Inputs: System architecture, historical incidents, monitoring data
Questions to Answer:
- What system or subsystem will we test?
- What is our business justification for this experiment?
- Who are the stakeholders and who must approve?
- What is the maximum acceptable customer impact?
- What time window is safest for execution?
Output: Scoped experiment definition with stakeholder sign-off
Phase 2: Establish Baseline
Quantify normal system behavior.
Collect Steady State Metrics:
| Metric Category | Examples | Collection Period |
|---|---|---|
| Throughput | Requests/second, transactions/minute | 7-30 days |
| Error Rates | 4xx rate, 5xx rate, exception count | 7-30 days |
| Latency | P50, P95, P99 response times | 7-30 days |
| Resource | CPU%, Memory%, Disk I/O, Network I/O | 7-30 days |
| Business | Orders/hour, active sessions, conversion rate | 7-30 days |
Define Tolerance Thresholds:
- Green: Within normal variance (baseline +/- 1 standard deviation)

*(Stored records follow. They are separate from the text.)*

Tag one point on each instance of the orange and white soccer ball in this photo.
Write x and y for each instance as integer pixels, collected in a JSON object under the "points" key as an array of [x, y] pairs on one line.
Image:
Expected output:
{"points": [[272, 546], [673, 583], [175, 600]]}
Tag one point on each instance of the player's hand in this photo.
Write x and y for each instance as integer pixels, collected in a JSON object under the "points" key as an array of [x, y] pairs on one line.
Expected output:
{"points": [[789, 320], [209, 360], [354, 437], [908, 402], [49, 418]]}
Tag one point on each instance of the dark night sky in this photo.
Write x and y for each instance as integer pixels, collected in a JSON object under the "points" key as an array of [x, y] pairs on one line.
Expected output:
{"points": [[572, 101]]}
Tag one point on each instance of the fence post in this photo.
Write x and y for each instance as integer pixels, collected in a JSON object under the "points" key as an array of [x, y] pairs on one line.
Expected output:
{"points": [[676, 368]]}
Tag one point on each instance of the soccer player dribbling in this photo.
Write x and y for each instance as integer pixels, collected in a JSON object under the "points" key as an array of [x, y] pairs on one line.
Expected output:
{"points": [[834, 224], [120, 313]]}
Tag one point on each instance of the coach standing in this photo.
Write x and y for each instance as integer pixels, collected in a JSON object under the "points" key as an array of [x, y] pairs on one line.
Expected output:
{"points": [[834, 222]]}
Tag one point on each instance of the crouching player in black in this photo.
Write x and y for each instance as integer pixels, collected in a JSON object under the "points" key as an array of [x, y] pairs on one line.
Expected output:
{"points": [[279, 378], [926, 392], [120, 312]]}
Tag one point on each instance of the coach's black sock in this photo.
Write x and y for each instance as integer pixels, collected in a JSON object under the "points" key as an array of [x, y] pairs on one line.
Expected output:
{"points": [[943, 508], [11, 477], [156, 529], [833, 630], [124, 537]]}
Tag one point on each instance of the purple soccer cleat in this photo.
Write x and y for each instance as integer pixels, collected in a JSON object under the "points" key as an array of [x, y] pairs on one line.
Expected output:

- Yellow: Elevated but acceptable (baseline +/- 2 standard deviations)
- Red: Unacceptable degradation (exceeds 2 standard deviations)
Output: Baseline document with metric values and thresholds
Phase 3: Form Hypothesis
Create a falsifiable hypothesis.
Hypothesis Template:
Given [system in steady state],
When [specific failure is injected],
Then [system behavior remains within tolerance]
Because [specific resilience mechanism exists].
Example Hypotheses:
- "Given our API gateway in steady state, when we terminate 50% of backend instances, then P99 latency remains under 500ms because auto-scaling will provision replacements within 60 seconds."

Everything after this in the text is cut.